Frankenthal RHEINPFALZ Plus Artikel Die Kurve aus der Villa Klein: Wie die Gründerfamilie KSB geprägt hat

 Klaus Kühborth, Nachfahre der KSB-Gründerfamilie Klein, versteht sich als Sparringspartner des Spitzenpersonals im Konzern. Hie
Klaus Kühborth, Nachfahre der KSB-Gründerfamilie Klein, versteht sich als Sparringspartner des Spitzenpersonals im Konzern. Hier ein Blicks ins Besprechungszimmer der Villa Klein.

Wie stark der Einfluss einzelner Persönlichkeiten auf ein Unternehmen ist, dafür liefert das Verhältnis der KSB-Gründerfamilie Klein und ihrer Nachfahren zur Firma ein nahezu perfektes Beispiel. Wie und mit welchen Mitteln sie Einfluss genommen haben, das hat sich in 150 Jahren stark verändert. Geblieben ist über fünf Generationen vor allem eins: emotionale Bindung.

Wie Räume gestaltet sind, wie sie auf Besucher wirken (sollen), sagt viel über ihre Nutzer. Die Abwesenheit jeglicher moderner Konferenztechnik im Besprechungszimmer im Erdgeschoss der Villa Klein ist insofern ein Hinweis darauf, dass hier an dem langen Holztisch mit den samtbezogenen Stühlen mehr geredet, mehr diskutiert und mehr gedacht als operatives Geschäft geplant wird. Ablenken vom Wesentlichen könnte hier höchstens der Blick aus dem großen Fenster an der Stirnseite des Zimmers in den Park: eine Art botanisches Stillleben – von der perfekt getrimmten Rasenfläche über die Wasserfontäne rechts zur mit Stauden und Gehölz bepflanzten Anhöhe in der Mitte und den mächtigen Bäumen. Das Flipchart wirkt in diesem Ensemble aus Wirtschaftswunderlichkeit fast deplatziert.

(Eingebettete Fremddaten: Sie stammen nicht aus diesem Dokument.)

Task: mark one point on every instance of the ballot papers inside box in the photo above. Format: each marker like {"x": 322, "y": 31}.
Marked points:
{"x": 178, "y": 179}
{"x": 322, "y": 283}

Für Klaus Kühborth ist dieser überdimensionale Notizblock sein Medium: Er liebt es, Gedanken und Ideen mit schnell hingeworfenen Strichen und Schlagwörtern zu skizzieren. Ziemlich am Anfang des dreistündigen Gesprächs mit der RHEINPFALZ zieht der Nachfahre der KSB-Gründerfamilie Klein einen Bogen Papier aus seiner Mappe und zeichnet eine Kurve. Sie verläuft zunächst flach ansteigend, dann sehr steil und schließlich wieder eher gerade. Sie ist Kühborths Sinnbild dafür, wie Wirtschaft funktioniert, wie Unternehmen sich entwickeln. Auf die von einer genialen Idee getragene Anfangsphase folgt eine Zeit, in der das Geschäft förmlich explodiert, abgelöst von Kontinuität. Das sei – und darauf kommt es ihm an – beim Frankenthaler Pumpen- und Armaturenkonzern nicht anders. Kühborths Wunsch: das Kurvenmodell für das vor anderthalb Jahrhunderten gegründete Unternehmen mit einer neuen Ära der Pioniergewinne zu verlängern, mit einer steileren Linie als zuletzt.

Dass es so kommt, dafür arbeitet der Wirtschaftsingenieur – Jahrgang 1956 – nicht (mehr) im Management, hat zudem nach eigenem Bekunden nie einen Vorstandsposten angestrebt oder gar beansprucht. Kühborth sieht sich als Mitglied des Aufsichtsrats und Geschäftsführer der Johannes und Jacob Klein GmbH, über die 80 Prozent der KSB-Stammaktien kontrolliert werden, eher fürs Strategische zuständig – und insofern auch immer wieder als Sparringspartner des Spitzenpersonals im Konzern. Als derjenige, der Dinge hinterfragt. Er sei sich der Tatsache bewusst, dass er seine Gegenüber damit und mit seinem Hang zur Ausführlichkeit etwas nerve, kokettiert Kühborth mit der eigenen Rolle. Er füllt sie bevorzugt aus dem fast musealen Ambiente der Villa in der Lambsheimer Straße aus. Und am liebsten, ohne dafür allzu sehr in den Mittelpunkt öffentlichen Interesses zu geraten.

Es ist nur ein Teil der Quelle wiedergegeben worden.